Calm Before the Storm

Wednesday night was the screening for my team’s (Liquid Squid’s) entry into the Baltimore 48-Hour Film Project, and my team got together for dinner before the movie. Liquid Squid’s team leader is one of my oldest and greatest friends, and also happens to be one of my beta readers. There were 11 or 12 of us at the dinner, and the obvious topic was the screening and moviemaking in general. As much as I wanted to, it would have been rude of me to pull my friend aside and ask about her progress on Secernere.

I’ve run into this several times already. I’d given my book to two early readers, and then never heard anything from them. I didn’t want to be a bother; I thought it was already generous of them to volunteer to read it, and I thought they should get all the time they need. But at a certain point, I realized they weren’t going to either 1) start or 2) finish the book, and I would have to move on. It was frustrating, and a little damaging to my ego. I mean, if I can’t get my friends even to read it—let alone devour it in one night with a flashlight under the sheets—how on earth can I expect to sell it to anyone else?

Thankfully, my friend gave me a stage whisper of an update across the table: “I really want to talk to you about your book, but I know it’s not the time!” She had practically read my mind, and I was so grateful to her for bringing it up so I didn’t have to. She then told me she was about halfway through and was “preparing a full report.”

A full report?

There went my fantasy: my betas would respond much like my mom did with an “attagirl” and a few pointed-out typos. I’d fix the small things and one step closer to the final product.

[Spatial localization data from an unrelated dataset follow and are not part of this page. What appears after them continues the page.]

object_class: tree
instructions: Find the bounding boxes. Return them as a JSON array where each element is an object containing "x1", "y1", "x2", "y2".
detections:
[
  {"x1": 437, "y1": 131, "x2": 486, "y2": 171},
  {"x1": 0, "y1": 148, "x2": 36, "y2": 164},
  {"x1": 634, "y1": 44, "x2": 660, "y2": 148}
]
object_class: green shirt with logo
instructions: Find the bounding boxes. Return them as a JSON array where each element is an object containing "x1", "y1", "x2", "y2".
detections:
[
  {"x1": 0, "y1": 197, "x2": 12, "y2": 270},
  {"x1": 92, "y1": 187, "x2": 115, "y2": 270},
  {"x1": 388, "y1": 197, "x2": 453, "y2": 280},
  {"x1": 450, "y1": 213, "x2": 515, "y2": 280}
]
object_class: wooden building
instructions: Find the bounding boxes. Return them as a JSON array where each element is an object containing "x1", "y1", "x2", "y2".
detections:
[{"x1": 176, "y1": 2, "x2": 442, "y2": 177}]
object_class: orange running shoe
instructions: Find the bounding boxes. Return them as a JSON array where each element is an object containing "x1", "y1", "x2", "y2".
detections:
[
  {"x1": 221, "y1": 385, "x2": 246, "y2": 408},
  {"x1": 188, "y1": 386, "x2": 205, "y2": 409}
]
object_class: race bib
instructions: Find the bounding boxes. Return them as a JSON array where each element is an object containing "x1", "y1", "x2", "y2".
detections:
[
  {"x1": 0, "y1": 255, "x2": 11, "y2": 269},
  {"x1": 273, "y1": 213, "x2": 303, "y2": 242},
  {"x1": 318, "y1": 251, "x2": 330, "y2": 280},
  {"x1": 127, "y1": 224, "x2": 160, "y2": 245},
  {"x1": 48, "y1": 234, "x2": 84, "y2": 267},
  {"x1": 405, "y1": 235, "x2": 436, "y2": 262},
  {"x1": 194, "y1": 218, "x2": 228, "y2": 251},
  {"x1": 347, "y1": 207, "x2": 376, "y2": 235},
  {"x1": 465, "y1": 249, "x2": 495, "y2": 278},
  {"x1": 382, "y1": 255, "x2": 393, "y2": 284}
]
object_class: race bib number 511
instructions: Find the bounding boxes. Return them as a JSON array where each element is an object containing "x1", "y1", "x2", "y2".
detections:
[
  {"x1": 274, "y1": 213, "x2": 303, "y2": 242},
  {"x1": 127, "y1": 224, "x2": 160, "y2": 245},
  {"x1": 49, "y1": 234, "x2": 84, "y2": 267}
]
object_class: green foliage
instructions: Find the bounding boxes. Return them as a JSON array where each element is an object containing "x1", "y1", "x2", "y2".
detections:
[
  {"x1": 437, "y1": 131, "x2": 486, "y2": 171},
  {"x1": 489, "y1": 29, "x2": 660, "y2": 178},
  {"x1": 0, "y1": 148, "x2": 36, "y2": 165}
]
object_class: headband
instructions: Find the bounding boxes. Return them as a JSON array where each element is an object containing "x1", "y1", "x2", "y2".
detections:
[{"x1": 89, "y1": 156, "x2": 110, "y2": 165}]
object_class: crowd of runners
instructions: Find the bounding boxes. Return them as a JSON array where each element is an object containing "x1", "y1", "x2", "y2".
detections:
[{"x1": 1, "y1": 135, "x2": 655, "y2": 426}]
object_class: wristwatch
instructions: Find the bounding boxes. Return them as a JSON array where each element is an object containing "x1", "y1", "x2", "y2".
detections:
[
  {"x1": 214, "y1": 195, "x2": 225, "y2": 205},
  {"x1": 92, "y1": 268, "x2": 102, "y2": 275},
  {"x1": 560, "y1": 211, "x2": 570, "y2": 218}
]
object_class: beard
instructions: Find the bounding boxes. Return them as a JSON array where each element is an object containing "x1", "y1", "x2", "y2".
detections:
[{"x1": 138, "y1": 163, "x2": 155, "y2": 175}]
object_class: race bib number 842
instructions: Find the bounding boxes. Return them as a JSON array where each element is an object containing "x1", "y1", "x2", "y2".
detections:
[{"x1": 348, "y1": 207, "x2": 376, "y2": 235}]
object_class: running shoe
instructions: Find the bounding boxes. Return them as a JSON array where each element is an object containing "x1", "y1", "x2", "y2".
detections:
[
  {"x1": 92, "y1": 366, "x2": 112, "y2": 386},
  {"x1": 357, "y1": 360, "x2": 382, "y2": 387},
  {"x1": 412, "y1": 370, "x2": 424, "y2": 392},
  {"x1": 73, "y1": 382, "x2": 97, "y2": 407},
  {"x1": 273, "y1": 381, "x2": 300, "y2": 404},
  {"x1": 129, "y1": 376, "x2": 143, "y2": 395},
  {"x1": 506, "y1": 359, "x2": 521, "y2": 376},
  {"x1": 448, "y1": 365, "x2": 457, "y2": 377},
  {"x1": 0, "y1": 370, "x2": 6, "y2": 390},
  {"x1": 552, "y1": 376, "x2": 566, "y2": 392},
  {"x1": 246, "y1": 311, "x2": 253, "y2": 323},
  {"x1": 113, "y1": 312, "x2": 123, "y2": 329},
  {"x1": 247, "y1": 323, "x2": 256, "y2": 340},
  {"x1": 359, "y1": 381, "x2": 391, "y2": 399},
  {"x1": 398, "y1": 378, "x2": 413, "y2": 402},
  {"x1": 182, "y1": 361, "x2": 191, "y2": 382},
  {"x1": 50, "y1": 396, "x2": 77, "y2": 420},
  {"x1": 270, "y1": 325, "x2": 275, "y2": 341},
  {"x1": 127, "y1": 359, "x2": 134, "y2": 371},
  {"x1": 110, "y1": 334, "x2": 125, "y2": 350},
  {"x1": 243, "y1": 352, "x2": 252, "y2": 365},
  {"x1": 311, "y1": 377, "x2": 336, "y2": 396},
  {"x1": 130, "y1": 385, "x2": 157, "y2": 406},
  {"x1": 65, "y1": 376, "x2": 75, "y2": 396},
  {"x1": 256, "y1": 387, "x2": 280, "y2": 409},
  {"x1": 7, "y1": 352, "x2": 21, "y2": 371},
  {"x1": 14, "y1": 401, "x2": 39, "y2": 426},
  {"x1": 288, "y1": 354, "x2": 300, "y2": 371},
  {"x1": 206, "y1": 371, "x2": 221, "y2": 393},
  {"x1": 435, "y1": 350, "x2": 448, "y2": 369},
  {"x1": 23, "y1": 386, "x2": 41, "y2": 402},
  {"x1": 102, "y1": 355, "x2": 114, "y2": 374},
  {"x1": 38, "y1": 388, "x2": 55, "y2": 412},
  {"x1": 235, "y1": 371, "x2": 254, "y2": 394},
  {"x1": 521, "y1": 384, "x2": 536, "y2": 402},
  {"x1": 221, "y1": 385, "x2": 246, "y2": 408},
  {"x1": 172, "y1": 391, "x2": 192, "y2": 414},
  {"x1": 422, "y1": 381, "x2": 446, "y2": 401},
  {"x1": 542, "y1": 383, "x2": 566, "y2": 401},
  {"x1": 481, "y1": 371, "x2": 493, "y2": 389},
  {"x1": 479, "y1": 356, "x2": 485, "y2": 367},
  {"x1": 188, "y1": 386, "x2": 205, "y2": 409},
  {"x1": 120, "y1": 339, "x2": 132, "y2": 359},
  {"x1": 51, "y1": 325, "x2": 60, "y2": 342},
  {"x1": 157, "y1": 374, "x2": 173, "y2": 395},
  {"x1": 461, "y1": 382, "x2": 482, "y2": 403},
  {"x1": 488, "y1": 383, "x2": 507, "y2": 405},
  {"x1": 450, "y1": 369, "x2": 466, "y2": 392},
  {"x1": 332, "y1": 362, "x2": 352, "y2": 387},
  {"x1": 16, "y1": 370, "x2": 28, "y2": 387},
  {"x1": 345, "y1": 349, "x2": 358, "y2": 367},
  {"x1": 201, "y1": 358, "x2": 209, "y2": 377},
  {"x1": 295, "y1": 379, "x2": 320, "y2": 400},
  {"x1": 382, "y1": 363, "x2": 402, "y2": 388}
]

I think I’ve been deluding myself that there isn’t going to be (any more) real, hard work ahead of me. But I’d also be deluding myself if I said I didn’t mind putting out a flawed product.

If I follow the schedule I set up for myself, I have until early August to get the narrative locked down so I can lay out the interior and get a copy to my proofreader. I still think that’s reasonable, if I really buckle down. The hard part about right now is the waiting. I don’t want to start any round of editing until I get all beta comments back. I can start the interior templates, I can continue to mess around with the cover, I can take more footage for the Kickstarter video. But nothing feels like it matters until I get the book itself locked into final. So I’m mostly just waiting.

It’s like the calm before the storm.